I’ve been stopped while trying to do the exercise for the dictionaries section of Scientific Computing with Python. I follow the exercise video while working at my own pace, and I’m quickly able to verify that the code is not the issue. I run Spyder on Python 3.7, and up to this point, every bit of code I put in came out fine. Evidence:
fname = input('Enter File: ')
if len(fname) <1 :
fname = 'clown.txt'
hand = open(fname)
di = dict()
line 12, in <module>
di = dict()
TypeError: 'dict' object is not callable
Did you maybe make a dictionairy called “dict”? A common beginner issue is to overwrite Python keywords. Which Python doesn’t mind but ofcourse if you later try to use the keyword, you run into an error.

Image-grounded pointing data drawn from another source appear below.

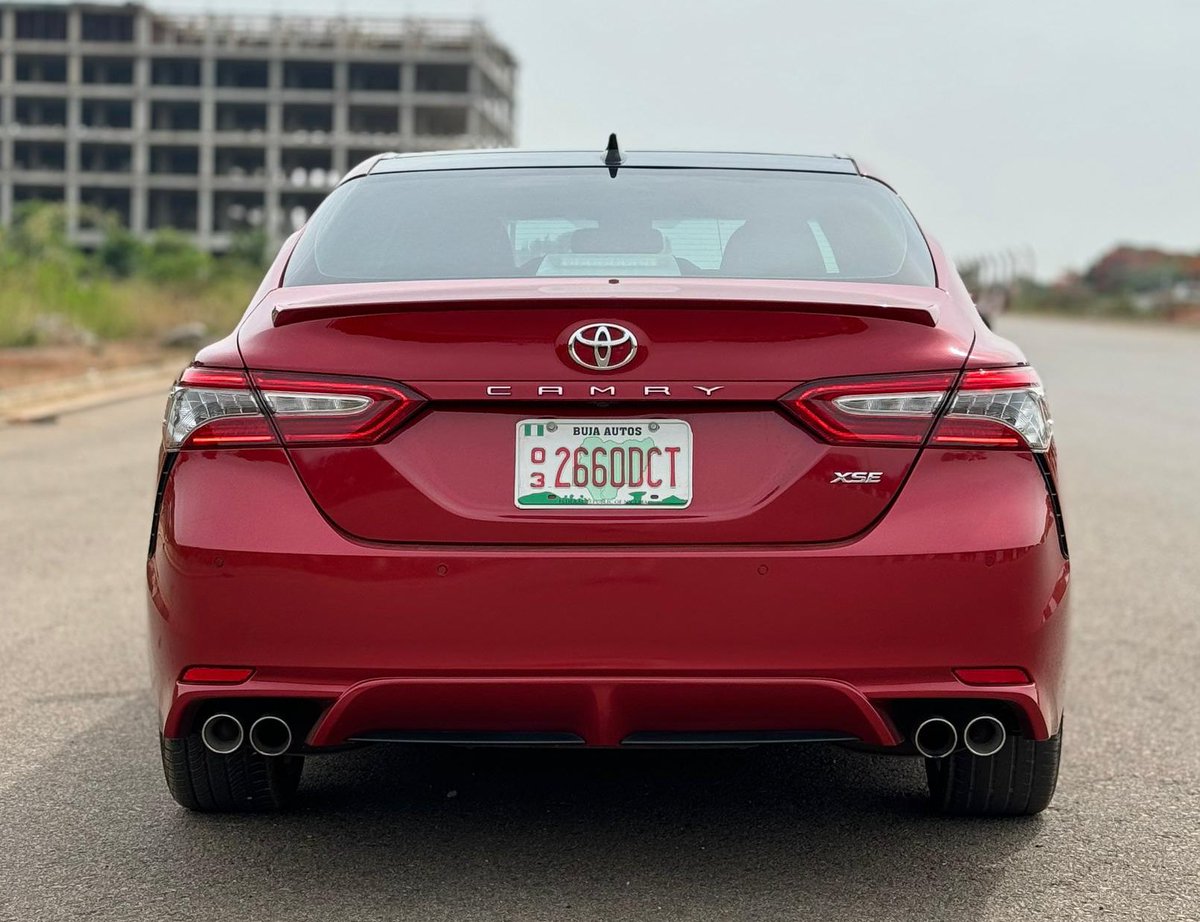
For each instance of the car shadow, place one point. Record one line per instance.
(400, 832)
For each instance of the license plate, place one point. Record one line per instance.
(604, 464)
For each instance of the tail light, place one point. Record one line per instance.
(227, 408)
(1000, 408)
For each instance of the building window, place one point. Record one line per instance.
(441, 120)
(106, 113)
(106, 157)
(175, 72)
(309, 75)
(41, 69)
(172, 208)
(373, 119)
(40, 155)
(241, 73)
(42, 25)
(108, 70)
(107, 28)
(174, 115)
(379, 77)
(45, 113)
(174, 160)
(443, 77)
(241, 117)
(107, 202)
(240, 162)
(298, 117)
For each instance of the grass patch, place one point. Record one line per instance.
(125, 289)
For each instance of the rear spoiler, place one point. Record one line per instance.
(443, 297)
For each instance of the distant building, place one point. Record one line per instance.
(215, 124)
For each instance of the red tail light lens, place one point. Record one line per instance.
(997, 408)
(993, 676)
(1000, 408)
(216, 675)
(215, 408)
(225, 408)
(892, 411)
(311, 409)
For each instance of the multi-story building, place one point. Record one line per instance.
(215, 124)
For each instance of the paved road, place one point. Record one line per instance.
(87, 827)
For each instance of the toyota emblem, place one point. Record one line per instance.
(603, 346)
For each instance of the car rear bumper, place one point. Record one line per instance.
(609, 642)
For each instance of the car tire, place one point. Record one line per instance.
(1019, 780)
(243, 782)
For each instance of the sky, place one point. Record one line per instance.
(1057, 126)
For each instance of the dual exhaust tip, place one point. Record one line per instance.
(269, 735)
(936, 737)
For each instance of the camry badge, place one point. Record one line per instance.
(603, 346)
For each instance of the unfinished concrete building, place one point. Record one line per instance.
(216, 124)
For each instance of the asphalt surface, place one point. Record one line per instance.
(87, 828)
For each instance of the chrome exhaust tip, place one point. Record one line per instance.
(984, 735)
(935, 737)
(270, 735)
(222, 734)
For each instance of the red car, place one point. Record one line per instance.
(604, 450)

Because the error suggest dict would be an dict-object, instead of a function CREATING a dict-object.
dict() should create a empty dictionary for di, as that’s it’s function, and the code is identical to that of the exercise video, which I’ve included, with the timestamp of where I had to stop due to this issue.
And, for whoever asked for the full code, I’m posting it here(minus the few lines that spyder puts in containing personal info)
fname = input('Enter File: ')
if len(fname) <1 :
fname = 'clown.txt'
hand = open(fname)
di = dict()
for line in hand:
line = line.rstrip()
# print(line)
wds = line.split()
# print(wds)
for w in wds:
if w in di:
di[w] = di[w] + 1
print('**Existing**')
else:
di[w] = 1
print('**NEW**')
print(w,di[w])
that code is all I’ve written in the editor, at this timestamp in the exercise video 09 - EX - Python for Everybody Course - YouTube (518 seconds after start) shows the exact same code(except there’s one print line added in). I was doing this exercise when this issue happened.
If you add print() statements and they don’t output anything, there is a good chance for whatever reason the interpreter is running another file and not the code you are currently working on.
Restart the entire program, reopen the file and make sure you can add print() and it actually prints something.